L'ombre portée poursuit le chemin détrempé et puant la clope du Carré des indigents mais aborde cette fois les sectes, leur influence, leur infiltration de la bonne société. Le lecteur retrouve donc avec un vrai plaisir toute l'équipe, si bien dessinée, de Schneider : les Courapied, Dumont, Catala, Trotski, Dagmar, la serveuse des Abattoirs... Tout démarre avec l'incendie criminel d'un vieux hangar dans lequel trois sans domicile fixe trouvent la mort. Puis il y a ce gourou et sa femme, manipulateurs vicieux, responsables d'une escroquerie morale mais surtout financière.
Pour tout dire, l'intrigue de ce nouvel épisode de Schneider n'est pas la plus excitante de son oeuvre. On préfèrera lorsque Pagan fouille dans les culs de basse fosse, quand il met son nez dans la misère, la crasse. Mais Pagan reste Pagan et c'est un délice de lire la petite mécanique de cette brigade criminelle, les rapports à la hiérarchie, les discussions autour des cafés, la vie intime des uns et des autres. Là, l'auteur est très fort et créé réellement son atmosphère. Puis, il y a la voix. Pagan se régale à balancer des expressions, non pas désuètes, mais au contraire pleines de charme vintage : " il avait croché dans la viande ", " il a quand même pris le temps de me claquer un môme ", " il fut tenter de rhabiller l'enfant...". Déjà, ne serait-ce que pour cela, pour la vivacité de ce patrimoine, le roman se déguste.

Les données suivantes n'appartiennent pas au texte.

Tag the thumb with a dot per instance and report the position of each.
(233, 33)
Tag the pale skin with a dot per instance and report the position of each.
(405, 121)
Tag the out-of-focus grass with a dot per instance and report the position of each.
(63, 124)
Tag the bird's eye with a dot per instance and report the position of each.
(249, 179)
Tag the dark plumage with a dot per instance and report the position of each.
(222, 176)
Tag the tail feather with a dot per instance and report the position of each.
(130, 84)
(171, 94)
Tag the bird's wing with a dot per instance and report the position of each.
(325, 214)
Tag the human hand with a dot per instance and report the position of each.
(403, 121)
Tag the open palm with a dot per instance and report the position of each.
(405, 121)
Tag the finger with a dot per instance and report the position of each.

Et par-dessus, il y a quelques trouvailles de Schneider, des petits instants de bonne littérature : " toutes deux avaient une même apparence cubique, une densité sourde et compacte. Le malheur, quand il est encore frais, procure de ces effets. " Une chimie des mots que l'on retrouve dans les dialogues : " - Est-ce que vous avez une femme dans votre vie ? - Oui, dit Schneider. J'ai une femme dans ma vie. J'espère même qu'un jour je la rencontrerai. " Bon sang, c'est pas dans le thriller d'aujourd'hui qu'on trouverait une telle richesse, cette musique, ce verbe !
Depuis 2017 et Profil perdu, Pagan a repris la plume et c'est tant mieux.